The Spanish settlers in Trinidad were never very numerous. They mixed with the native Amerindians, and since social and administrative constraints on them were minimal, they also adapted the ajoupa very freely. Three hundred years later, the coloniser Philipe Rose-Roume de St. Laurent describes Port-of-Spain houses in 1777 as made of whitewashed mud and thatched with palm leaves. The Spanish ajoupas were fast to build, cheap and comfortable to live in. It is possible that the Spaniards adapted the ajoupa to their tastes, extending the walls of the house to form a courtyard to keep the domestic animals in and other varieties out.
It was with Trinidad’s settlement by people from the French Antilles at the end of the 18th century that a large amount of people came to the island for the first time.
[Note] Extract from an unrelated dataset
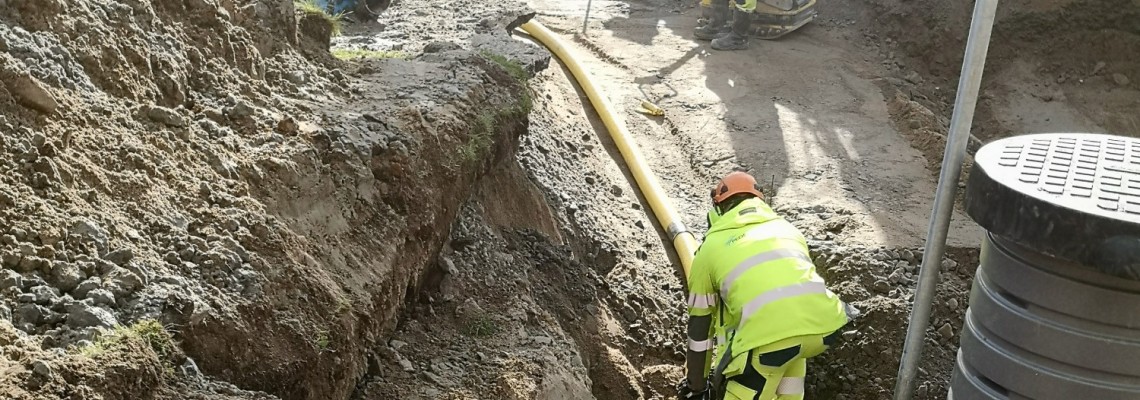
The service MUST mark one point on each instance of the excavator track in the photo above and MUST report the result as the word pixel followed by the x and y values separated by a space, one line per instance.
pixel 771 22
They brought with them many cultural practices and tastes which were to dominate Trinidad for the next century. The French built their ajoupas with walls of timber and roofs of shingle. They added coings (corner stones), dormer windows, balustrades, mansard roofs, masonry and a second storey that protruded over the sidewalk supported by arcardes. From the simple wooden cocoa estate house, to the lavish ornamental great houses: all are variations on the theme ‘ajoupa’ - that being to let in the cool breeze, and keep out the rain and the sun.
With emancipation, the descendants of slaves were building communities in compounds called yards. These yards were outside of planning regulations and the cradle for many cultural expressions, amongst these shango, limbo, stickfight, bongo, calypso, mas and later the steelpan. They developed their own version of the ajoupa: natural materials like tapia and thatch for walls and roofs, but with structural supports of pre-sawn timber. Later on, the materials changed to clapboard for walls and galvanised iron for roofing. The African ajoupa was raised off the ground on bricks or tree trunks.
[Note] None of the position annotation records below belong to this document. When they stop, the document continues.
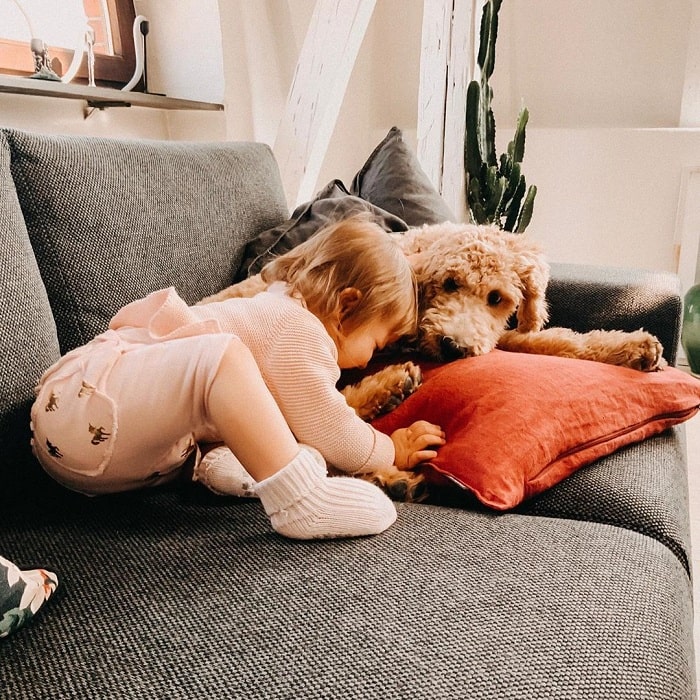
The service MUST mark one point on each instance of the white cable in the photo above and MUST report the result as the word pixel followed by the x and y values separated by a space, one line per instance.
pixel 138 49
pixel 77 58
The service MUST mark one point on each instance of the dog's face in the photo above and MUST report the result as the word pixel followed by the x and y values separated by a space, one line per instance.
pixel 471 281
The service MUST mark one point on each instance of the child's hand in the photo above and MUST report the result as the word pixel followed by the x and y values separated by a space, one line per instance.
pixel 410 443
The British, who came very shortly after the French and Africans, had to find a way to make their presence felt in the already multicultural reality of Trinidad. Architecturewise, they did so by designing new public and clerical buildings that bore a definite Anglo-Saxon stamp, formal structures like the old Police Headquarters on St. Vincent Street, the Red House, the President’s House etc.
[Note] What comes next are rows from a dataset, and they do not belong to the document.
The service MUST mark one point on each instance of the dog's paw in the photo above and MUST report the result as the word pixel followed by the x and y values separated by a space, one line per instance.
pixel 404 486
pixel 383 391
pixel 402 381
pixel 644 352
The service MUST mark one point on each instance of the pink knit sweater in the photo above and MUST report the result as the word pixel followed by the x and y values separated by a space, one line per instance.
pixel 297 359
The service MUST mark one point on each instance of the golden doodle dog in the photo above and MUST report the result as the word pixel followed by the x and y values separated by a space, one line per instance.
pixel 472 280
“The result in the 19th century was a town of Afro-Franco creolised ajoupas with English style cathedrals.” (John Newel Lewis)
With the British official style, classical orders and shapes were introduced to Trinidad. The Red House, for example, has Corinthian columns, and the General Hospital had Doric and Ionic columns. The Police Barracks at St. James are built in the Georgian style, the style which is prevalent in other West Indian islands like Jamaica or Barbados. The British colonial style does not have the ajoupa’s characteristics of being cheap to build and to recycle, and made of materials sourced from the natural environment. But the British architects found their own way of adapting to the climatic necessities of building in the tropics.
The indentured Indian labourers, after leaving the estate barracks, were free to build their houses as they thought most comfortable. They did so in the traditional Indian fashion - which did not differ very much from the Amerindian ajoupa. What makes the East Indian ajoupa special, however, is the use of clay for floors and walls, and the front porch being backed by the kitchen porch, with a wall between them. It also has a large clay-covered area around it, swept clean, with stumps of trees and no vegetation. Instead of using a pre-fabricated timber frame like the Africans, the Indians built their ajoupas with round poles and bamboo, to which they would apply the tapia mixture. The house was usually thatched with palm leaves (tirite), later with galvanised iron sheets.
George Brown’s influence:
Brown came to Trinidad from Glasgow, Scotland, in 1883. He brought with him the idea of the Gingerbread House and created an elaboration on the ajoupa with iron and wooden fretwork, jealousies and a gallery. The Gingerbread House has a timber frame and roof made of slate or galvanised corrugated iron. After the great fire of 1895, Brown rebuilt many houses, introducing the iron frame to make the buildings more flame-proof. Most importantly, he introduced the lantern roof to Trinidad, which brought air and light to the center of larger buildings.